Recently, NASA’s Goddard lab posted some stunning picture on Twitter depicting the most distant galaxy ever seen through a space telescope. The discovery of the new galaxy has been made after the researchers reviewed the data from Hubble’s GOODS program.
GOOD (Great Observatories Origins Deep Survey) contains data on thousands of galaxies and star systems. Among them, was one of particular interest to the scientific community. Dubbed GN-z11 and also called the farthest galaxy ever to be observed through a space telescope is approximately 13.4 million years old.
Even though GN-z11 is much small than the Milky Way, it has some fascinating features. According to NASA, despite that GN-z11 has only 1 percent the matter of our galaxy, it can produce stars at an incredible pace. In fact, the scientists have determined that the newly-discovered galaxy can produce stars 20 times faster than the Milky Way.
Moreover, the astronomers have also observed that despite its small dimensions, the Galaxy is very bright. GN-z11 is located between two known constellations, more specifically, Ursa Major and the Big Dipper.

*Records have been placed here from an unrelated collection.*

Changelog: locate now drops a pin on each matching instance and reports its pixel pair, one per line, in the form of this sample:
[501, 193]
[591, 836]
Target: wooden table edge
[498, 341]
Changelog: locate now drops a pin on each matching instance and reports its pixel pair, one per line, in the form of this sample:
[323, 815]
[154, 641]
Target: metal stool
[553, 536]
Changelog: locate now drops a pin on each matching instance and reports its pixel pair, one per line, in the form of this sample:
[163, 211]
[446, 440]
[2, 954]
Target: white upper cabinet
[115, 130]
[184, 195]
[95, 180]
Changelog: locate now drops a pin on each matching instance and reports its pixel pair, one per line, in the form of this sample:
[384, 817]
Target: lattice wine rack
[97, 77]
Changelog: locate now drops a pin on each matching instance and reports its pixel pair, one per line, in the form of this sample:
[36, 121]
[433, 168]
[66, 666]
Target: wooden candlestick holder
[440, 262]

Here are a couple of more facts about the newly-discovered galaxy. According to the data gathered by Hubble and the Spitzer telescopes, it would seem that the GN-z11 is 25 times smaller than the Milky Way. Also, based on the galaxy’s redshift (how much time it takes light to shift entirely to the red spectrum), the galaxy’s age has been estimated at 13.4 billion years old.
Unfortunately, NASA did not disclose other details about the galaxy or the scientists behind this momentous discovery. However, the space agency assured the public that a full scientific report will be released on the 8th of March.
Meanwhile, sit tight and enjoy the pictures posted by NASA on Twitter. Now, one more thing before heading out. When it comes to ascertaining the age of a star, NASA knows a thing or two. Analyzing a star’s redshift factor is one way of finding out how old a star is.
As we know, all celestial bodies give off a certain amount of radiation. Usually, we manage to pick up this radiation in the form of light. Now, light waves can be red, and, according to the scientists, the tone’s intensity can be used to determine the star’s location in space and its age.